カラーシャ族が住むのは、ヒンドゥークシュ山脈の山間の谷。そのほとんどの道は舗装されていない。一部、村を通る道や、村への階段や坂道、用水路脇など、コンクリートで舗装された部分も増えてきているものの、九分九厘は舗装されていない。そのため、カラーシャの村々を歩くと、たちまち靴が汚れる。

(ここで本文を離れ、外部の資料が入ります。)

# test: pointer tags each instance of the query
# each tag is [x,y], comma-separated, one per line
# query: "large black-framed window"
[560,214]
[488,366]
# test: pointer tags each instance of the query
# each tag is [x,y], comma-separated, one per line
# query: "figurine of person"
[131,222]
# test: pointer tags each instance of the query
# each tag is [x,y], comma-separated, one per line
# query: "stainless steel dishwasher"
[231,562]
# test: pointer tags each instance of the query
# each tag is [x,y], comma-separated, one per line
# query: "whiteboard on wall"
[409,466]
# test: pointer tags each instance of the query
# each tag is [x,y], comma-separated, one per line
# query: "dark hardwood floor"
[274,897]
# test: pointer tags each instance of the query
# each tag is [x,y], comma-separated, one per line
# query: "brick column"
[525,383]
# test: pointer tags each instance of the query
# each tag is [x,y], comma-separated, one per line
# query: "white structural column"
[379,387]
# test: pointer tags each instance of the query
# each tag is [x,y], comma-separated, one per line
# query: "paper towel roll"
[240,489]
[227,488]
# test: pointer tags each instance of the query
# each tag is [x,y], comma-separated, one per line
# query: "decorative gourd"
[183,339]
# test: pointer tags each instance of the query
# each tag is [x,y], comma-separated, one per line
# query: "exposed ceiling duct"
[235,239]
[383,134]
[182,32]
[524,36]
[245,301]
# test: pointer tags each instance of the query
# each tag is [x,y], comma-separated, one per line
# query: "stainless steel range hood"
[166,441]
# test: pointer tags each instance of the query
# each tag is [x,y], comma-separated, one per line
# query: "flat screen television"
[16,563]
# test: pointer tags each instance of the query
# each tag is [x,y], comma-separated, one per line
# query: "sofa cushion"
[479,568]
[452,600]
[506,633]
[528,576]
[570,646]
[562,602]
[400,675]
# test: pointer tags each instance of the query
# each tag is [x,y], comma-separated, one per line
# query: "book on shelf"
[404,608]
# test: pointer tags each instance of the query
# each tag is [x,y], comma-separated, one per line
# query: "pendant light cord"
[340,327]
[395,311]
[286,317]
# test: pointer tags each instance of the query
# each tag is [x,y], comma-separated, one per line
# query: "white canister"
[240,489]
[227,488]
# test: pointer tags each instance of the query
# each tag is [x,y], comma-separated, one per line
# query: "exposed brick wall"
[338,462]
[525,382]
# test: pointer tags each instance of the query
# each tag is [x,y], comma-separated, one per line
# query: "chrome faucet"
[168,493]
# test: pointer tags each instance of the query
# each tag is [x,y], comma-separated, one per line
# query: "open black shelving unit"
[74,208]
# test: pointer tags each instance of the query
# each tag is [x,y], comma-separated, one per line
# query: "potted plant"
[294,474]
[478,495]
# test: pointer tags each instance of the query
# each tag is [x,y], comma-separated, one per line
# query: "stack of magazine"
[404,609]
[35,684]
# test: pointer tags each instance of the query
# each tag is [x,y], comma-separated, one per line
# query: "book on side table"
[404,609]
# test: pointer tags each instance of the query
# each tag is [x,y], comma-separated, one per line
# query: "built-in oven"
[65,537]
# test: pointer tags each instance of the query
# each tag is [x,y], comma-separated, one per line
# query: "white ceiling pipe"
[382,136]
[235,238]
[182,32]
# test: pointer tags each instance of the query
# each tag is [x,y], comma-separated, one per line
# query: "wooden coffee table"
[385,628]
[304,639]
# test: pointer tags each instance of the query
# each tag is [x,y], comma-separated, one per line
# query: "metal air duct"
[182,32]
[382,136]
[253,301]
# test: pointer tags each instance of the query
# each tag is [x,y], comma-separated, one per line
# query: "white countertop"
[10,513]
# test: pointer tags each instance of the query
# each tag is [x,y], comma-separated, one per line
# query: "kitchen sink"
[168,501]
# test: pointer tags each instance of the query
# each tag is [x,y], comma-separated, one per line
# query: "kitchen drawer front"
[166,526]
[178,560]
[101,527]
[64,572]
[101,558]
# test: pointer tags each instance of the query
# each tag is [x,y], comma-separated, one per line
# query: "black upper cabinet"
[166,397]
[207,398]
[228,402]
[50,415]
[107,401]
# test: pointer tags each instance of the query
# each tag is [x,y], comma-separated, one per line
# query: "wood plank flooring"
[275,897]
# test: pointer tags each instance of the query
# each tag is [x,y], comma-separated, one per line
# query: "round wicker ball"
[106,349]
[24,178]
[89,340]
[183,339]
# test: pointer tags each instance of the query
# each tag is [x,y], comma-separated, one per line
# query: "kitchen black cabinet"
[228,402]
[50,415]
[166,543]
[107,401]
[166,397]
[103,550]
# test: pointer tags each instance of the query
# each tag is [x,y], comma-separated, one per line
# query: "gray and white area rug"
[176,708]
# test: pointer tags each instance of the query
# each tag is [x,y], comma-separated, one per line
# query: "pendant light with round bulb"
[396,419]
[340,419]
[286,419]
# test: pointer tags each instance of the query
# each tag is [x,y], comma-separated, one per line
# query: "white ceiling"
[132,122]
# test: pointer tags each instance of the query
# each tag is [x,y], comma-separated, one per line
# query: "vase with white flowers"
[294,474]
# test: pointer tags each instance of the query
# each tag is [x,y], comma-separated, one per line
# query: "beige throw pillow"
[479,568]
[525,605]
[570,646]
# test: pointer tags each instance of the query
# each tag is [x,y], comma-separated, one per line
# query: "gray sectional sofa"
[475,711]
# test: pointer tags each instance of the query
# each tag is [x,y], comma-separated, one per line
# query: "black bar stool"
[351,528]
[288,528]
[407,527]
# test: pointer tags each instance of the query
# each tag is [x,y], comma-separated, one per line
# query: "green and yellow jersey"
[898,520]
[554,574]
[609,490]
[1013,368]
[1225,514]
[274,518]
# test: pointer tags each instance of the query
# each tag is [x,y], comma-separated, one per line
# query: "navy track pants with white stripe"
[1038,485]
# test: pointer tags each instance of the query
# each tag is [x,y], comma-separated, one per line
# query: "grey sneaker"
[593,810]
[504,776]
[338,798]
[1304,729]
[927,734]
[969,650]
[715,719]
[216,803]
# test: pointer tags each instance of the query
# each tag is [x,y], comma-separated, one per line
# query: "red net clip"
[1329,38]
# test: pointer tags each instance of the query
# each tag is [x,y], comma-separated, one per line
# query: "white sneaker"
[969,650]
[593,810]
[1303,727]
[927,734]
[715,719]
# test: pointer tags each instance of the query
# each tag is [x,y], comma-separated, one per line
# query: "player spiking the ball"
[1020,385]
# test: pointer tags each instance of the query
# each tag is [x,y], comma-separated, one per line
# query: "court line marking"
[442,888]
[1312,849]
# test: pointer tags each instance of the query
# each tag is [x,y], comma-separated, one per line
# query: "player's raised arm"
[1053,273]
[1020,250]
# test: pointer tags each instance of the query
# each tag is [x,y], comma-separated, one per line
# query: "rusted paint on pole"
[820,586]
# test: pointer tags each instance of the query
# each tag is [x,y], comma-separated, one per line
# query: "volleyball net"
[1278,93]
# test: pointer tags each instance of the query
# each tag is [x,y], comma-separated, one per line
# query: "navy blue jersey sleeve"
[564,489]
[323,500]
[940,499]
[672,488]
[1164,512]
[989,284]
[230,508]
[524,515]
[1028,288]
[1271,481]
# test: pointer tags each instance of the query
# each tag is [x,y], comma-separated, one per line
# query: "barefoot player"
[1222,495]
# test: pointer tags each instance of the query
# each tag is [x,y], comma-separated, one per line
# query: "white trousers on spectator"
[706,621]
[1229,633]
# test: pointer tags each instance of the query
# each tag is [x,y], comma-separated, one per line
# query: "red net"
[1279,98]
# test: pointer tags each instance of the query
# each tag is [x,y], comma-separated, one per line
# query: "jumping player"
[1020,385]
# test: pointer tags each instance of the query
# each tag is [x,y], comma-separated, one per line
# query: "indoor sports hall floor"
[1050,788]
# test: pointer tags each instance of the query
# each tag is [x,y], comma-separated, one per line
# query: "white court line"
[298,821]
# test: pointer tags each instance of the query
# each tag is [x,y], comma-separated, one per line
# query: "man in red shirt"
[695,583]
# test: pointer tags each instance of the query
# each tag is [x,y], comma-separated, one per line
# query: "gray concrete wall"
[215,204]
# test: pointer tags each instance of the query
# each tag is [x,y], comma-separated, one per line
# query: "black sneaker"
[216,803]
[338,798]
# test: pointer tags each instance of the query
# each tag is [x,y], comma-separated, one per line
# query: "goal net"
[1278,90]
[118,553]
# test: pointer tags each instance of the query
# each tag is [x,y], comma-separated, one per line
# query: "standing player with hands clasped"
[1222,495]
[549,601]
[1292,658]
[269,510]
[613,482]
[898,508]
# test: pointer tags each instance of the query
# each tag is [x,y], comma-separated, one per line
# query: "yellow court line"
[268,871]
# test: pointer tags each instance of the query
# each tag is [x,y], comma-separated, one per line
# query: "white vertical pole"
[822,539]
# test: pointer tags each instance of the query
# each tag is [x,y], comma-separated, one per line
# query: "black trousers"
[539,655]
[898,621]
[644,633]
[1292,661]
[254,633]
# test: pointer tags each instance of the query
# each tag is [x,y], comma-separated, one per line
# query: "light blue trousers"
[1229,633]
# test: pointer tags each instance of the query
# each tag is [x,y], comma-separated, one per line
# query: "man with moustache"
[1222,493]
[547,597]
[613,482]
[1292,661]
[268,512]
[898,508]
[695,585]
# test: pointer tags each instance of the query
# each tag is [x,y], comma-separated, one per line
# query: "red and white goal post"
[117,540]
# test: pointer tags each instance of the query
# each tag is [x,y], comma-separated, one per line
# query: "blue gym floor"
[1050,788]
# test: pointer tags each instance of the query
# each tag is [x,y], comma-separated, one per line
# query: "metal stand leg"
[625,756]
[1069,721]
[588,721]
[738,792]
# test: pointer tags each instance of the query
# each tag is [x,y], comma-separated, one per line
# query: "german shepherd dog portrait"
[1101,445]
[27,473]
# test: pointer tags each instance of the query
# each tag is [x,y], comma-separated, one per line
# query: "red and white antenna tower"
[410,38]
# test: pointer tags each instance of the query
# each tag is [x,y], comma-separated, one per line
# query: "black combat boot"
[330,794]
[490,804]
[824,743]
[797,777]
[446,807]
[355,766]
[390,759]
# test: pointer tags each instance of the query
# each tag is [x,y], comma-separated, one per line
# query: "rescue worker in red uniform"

毎日毎日、土ぼこりまみれになる。とくに旅の始まりのほうは汚れかたがひどい。不思議なことに、次第に汚れ度合いはましになってゆく。歩き方が上手くなっているのだ。日ごろ、日本で生活しているときには、歩き方に上手い下手があると思っていない。歩くという行為は、人間にとって基本的なもので、歩き方など意識していない。仮に歩き方に上手い下手があったとして、一応はできてはいるので、大きな違いがないのだ。
しかし、カラーシャでは靴が汚れる。それが嫌で、意識して歩くようになるのである。ただ、その経験値は引き継がれることなく、毎回ふりだしに戻っている。
カラーシャの村は、洪水などの自然災害を避けるため、山肌に沿って家が建てられている。それゆえ、坂道が多かったり、アップダウンをさけて山道のようなところをショートカットで歩いたりすることも多い。そのことから、カラーシャへは動きやすいスニーカーを履いていく。土ぼこりで汚れるので、スニーカーは布製のものでなく、ウエットティッシュで拭ける皮革製のものだ。ただ、スニーカーに多い、靴ひもが悩みの種だ。靴ひもがあると、拭きにくいったらありゃしない。
カラーシャへ履いていく靴の最適なものはなにか。一度、現地の子供をまねて、サンダルで行ったことがあるが、落ちてる石で何度も指を切って流血しまくりであった。いっそのこと、スリッポンの革靴がいいんじゃないかと思ってきている。だがしかし、土ぼこりまみれになるところや、よく歩く旅行に革靴を履いていったことがないため、ためらいしかない。